Ostensibly, a BB gun like this is meant for training and target practice.
“People want them, all over the world. They want those things,” said Richard Pearson, executive director of the Illinois State Rifle Association [ISRA]. “You have to look at the other side of it, the people who are doing the right thing. We always want to take action against people who do the wrong thing, but then we punish the people who do the right things.”
There are federal regulations that apply to certain lookalikes, like toy guns and water guns, requiring bright markings (often orange) or another obvious indicator that it’s fake. That requirement does not apply to traditional BB, paintball, or pellet-firing air guns.

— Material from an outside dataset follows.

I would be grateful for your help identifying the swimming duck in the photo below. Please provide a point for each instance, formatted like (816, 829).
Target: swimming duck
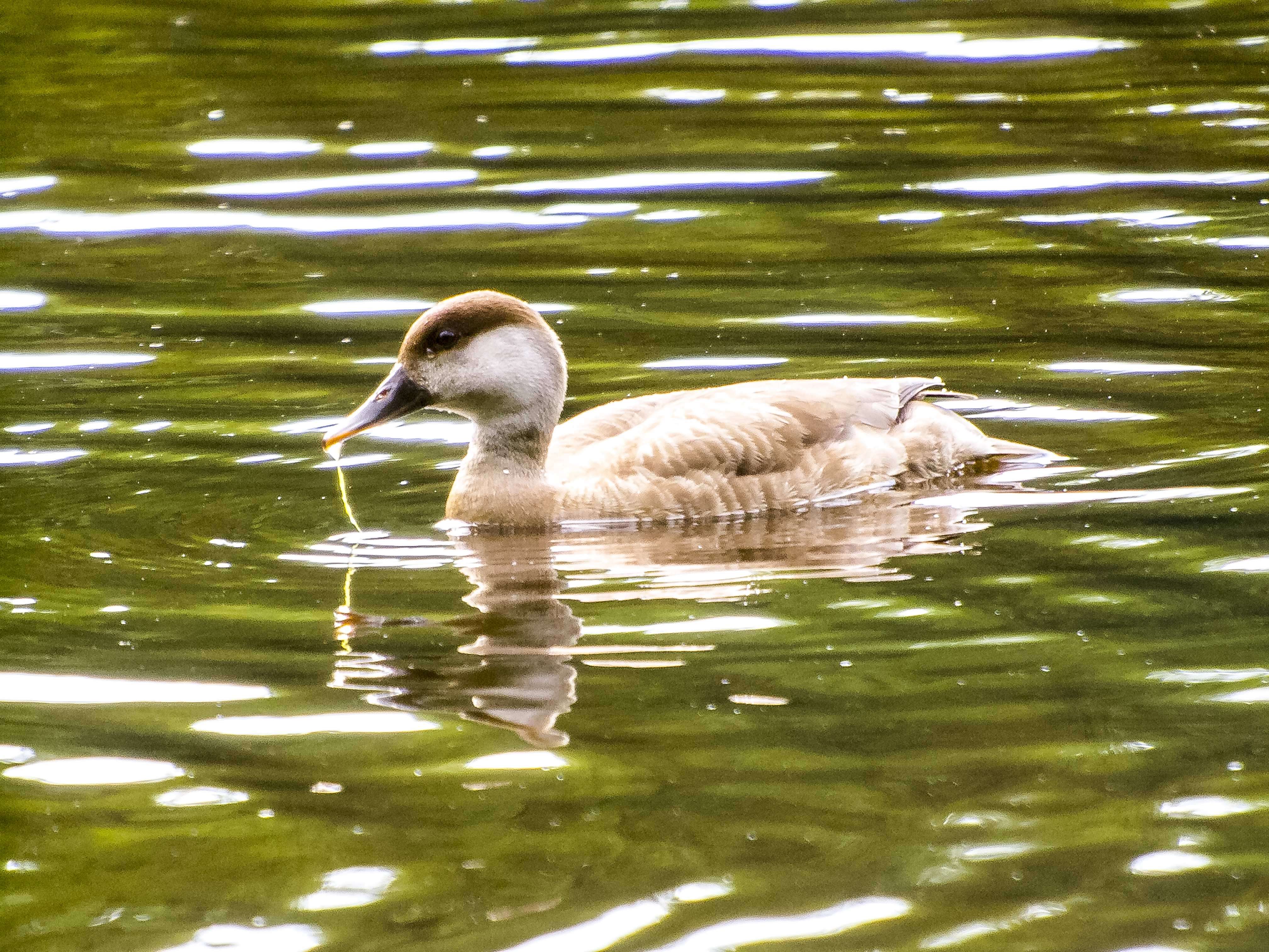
(690, 455)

States vary in how they regulate them. Illinois merely prohibits sales to those under 13.
“If you're selling a product that any observer is going to think is a firearm, but is not, it’d be appropriate to require that those have bright colors in color, so that they wouldn't be mistaken for a weapon,” said Skaggs, with the Giffords Law Center.
Pearson, with the ISRA, said that wouldn’t work.
“Well, we tried that, all they do is paint it black. They buy a can of black spray paint and they sprayed the thing. They used to have an orange tip on them, right? And so what happened? They either took the orange tip off or they spray-painted it black,” he said.
Pearson said parents should control juvenile access to imitation guns like this.
“You can’t regulate something that’s ubiquitous particularly well. You have to teach the people who potentially handle these things what the right and wrong way to do it is,” he said.
Pearson said you “can’t make a law because of one or two incidents.”
But it’s not one or two incidents. Nationally, there were 210 people killed and another 154 injured in police shootings involving a BB or replica gun between 2015 and 2020, according to the Center for Gun Violence Solutions at Johns Hopkins. That’s about 3.4% of people injured in police shootings during that five-year period.
“One serious concern that these kind of lookalike firearms have is that they can be mistaken for a real gun, whether by law enforcement or by another individual. If you see someone carrying what you think is a gun, you may perceive a threat that's not present,” Skaggs said.